Variable retention times for some or all peaks between chromatograms are
symptoms that some variable is not adequately controlled. In one example where
retention-time variation was observed only in the middle of gradient runs, the
cause was related to a mobile-phase proportioning problem (see Section 5.5.4.1 of

[18]). An intermittent check-valve failure will cause intermittent flow-rate, and thus
retention changes. Temperature fluctuations in the laboratory can change retention
on a run-to-run basis. Usually the causes and fixes for variable retention times are
similar to those for drifting retention.
When retention times have decreased, several possible causes exist. If
retention-time loss correlates with larger injected sample-mass and right-triangle
peak shapes (e.g., Fig. 17.15a), mass overload of the column is likely. Reduction of
the injected sample weight should correct this problem. See the discussion of tailing
and distorted peaks in Section 17.4.5.3 for more information on mass overload.
838 TROUBLESHOOTING
When all peaks in the chromatogram show reduced retention, the problem
is associated with the column, mobile-phase, temperature, or flow rate. Consult
Table 17.5 and the appropriate discussion in Sections 17.4.3.1 through 17.4.3.5 for
more information.
When only some peaks in the run have shorter-than-normal retention times,
an unexpected change in the system chemistry is suggested; for example, a change in
ionization of acidic or basic solutes. Check the mobile-phase pH (prior to addition
of organic). Usually a change in the %B will affect all peaks in the run (though not
necessarily in an identical way); if this is suspected, make a new batch of mobile
phase. Note also that the accuracy of on-line mixing of the mobile phase can vary
among different HPLC systems. An aging column can also affect the retention of
just some peaks in the chromatogram; installation of a new column will serve to
identify the column as the problem source.

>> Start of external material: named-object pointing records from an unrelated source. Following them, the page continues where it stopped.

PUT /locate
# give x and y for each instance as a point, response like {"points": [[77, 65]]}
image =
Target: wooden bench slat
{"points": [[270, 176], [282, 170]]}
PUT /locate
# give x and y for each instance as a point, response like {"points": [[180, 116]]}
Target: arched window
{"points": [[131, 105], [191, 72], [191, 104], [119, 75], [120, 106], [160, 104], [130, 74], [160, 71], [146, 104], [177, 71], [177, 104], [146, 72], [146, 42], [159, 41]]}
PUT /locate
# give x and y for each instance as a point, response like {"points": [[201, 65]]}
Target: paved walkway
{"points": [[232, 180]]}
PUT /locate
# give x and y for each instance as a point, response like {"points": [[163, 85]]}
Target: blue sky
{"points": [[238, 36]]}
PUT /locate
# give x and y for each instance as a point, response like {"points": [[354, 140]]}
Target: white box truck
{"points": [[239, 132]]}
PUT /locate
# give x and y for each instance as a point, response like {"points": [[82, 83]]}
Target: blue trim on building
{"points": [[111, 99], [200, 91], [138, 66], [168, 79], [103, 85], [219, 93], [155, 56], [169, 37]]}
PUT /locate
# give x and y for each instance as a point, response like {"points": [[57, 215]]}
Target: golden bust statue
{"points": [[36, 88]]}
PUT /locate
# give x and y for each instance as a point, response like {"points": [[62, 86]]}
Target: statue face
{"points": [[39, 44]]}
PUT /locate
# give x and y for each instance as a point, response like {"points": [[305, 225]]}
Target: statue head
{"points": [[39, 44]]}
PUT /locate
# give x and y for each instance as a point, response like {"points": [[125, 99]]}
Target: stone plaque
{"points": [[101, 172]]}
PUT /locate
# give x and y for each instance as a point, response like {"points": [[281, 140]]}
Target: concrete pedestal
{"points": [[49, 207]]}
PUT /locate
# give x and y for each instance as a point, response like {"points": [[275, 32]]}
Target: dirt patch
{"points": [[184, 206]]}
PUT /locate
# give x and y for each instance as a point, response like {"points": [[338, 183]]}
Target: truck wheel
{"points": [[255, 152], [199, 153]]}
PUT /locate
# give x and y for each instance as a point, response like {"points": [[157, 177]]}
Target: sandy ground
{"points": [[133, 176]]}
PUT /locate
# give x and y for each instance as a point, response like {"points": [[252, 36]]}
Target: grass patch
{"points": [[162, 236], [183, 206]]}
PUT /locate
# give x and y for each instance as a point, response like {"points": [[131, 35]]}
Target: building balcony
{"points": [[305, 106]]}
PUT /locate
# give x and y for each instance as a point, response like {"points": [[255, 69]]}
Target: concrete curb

Inadequate retention of polar samples is sometimes a problem during RPC
method development. If the sample is ionic, it may be possible to change the
mobile-phase pH so that the sample is converted to its non-ionized form, which will
be less polar and better retained (Section 7.3). An alternative is to use ion pairing to
improve the retention of ionic samples (Section 7.4). If the sample is neutral, use of
a more polar mobile phase (less strong solvent) should increase retention. However,
if the %-organic is ≤5%, column de-wetting may occur for alkyl-silica columns

(Section 5.4.4.2), with resultant loss of retention. Use of a column containing
embedded polar groups or ‘‘AQ’’ type columns may be useful. If other attempts
to retain polar compounds by RPC are not successful, a change to normal phase
(Chapter 8) and especially hydrophilic interaction chromatography (HILIC, Section
8.6) may provide the desired results. See the additional discussion regarding poor
retention of polar solutes in Section 6.6.1.

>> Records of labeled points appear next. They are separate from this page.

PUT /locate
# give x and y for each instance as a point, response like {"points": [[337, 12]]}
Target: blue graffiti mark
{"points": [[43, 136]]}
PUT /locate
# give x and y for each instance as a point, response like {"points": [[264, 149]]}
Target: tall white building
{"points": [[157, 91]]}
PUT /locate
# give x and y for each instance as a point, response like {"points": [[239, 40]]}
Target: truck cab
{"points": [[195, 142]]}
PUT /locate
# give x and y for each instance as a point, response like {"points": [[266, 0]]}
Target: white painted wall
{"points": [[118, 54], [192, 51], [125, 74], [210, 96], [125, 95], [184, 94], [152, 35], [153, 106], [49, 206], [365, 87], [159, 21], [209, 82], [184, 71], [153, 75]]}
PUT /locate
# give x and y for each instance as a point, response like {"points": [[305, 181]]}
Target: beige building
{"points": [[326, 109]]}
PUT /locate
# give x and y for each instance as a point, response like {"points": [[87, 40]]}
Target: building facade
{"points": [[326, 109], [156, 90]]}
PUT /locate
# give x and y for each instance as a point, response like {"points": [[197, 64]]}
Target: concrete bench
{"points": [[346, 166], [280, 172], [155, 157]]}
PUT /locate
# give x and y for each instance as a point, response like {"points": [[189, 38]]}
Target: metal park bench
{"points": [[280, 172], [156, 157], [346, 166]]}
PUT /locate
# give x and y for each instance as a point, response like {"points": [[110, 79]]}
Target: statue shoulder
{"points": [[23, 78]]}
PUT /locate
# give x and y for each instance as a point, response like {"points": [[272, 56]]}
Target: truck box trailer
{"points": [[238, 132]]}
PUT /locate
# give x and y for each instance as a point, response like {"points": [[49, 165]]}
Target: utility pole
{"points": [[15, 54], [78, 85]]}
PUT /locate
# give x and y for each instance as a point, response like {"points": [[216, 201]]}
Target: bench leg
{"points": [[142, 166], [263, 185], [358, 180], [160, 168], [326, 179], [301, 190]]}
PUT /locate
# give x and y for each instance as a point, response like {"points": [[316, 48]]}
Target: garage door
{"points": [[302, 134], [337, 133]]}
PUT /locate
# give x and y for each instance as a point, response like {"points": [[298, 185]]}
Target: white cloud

Retention times that are too long usually have similar causes as those that
are too short. Refer to Table 17.5, Sections 17.4.3.1 through 17.4.3.5, and the
discussion of smaller than expected retention.
17.4.4 Peak Area
With today’s data systems, quantification by peak area is much more common than
by peak height (Section 11.2.3), so we will assume peak-area measurements for
the current discussion; however, the same troubleshooting process can be used for
either peak-height or area problems. If a change in retention accompanies a peak-area
problem, first correct the retention problem before addressing the peak-size problem.

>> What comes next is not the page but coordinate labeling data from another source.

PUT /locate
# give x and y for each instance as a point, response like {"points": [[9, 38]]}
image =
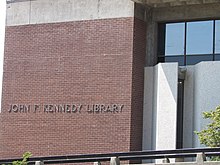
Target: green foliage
{"points": [[210, 136]]}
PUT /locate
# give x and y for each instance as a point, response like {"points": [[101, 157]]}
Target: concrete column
{"points": [[165, 110]]}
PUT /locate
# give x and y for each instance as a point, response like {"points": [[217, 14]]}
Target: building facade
{"points": [[98, 76]]}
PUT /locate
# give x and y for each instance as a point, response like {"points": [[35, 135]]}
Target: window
{"points": [[189, 42]]}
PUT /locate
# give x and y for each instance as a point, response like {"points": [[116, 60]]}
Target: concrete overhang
{"points": [[172, 3]]}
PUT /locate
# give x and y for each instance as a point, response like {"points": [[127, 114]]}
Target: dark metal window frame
{"points": [[161, 44]]}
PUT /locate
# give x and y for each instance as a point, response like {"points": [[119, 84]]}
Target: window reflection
{"points": [[199, 38], [174, 44], [189, 43], [217, 36]]}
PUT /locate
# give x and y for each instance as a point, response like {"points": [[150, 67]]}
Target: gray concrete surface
{"points": [[50, 11]]}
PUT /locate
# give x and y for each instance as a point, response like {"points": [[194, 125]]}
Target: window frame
{"points": [[161, 56]]}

Peak-area response for most methods will be very consistent over time. For
example, repetitive injections of the same, well-retained sample (e.g., k
>
2) with UV
detection and a signal-to-noise ratio of S/N
>
100, peak area should vary <1%
between runs (Section 3.10.1.3). However, smaller peaks, shorter retention times,
and/or the use of some other detectors may generate less reproducible results. The
following discussion of peak-area related problems is organized by (1) peaks that are
larger than expected (Section 17.4.4.1), including peaks in blanks and carryover, (2)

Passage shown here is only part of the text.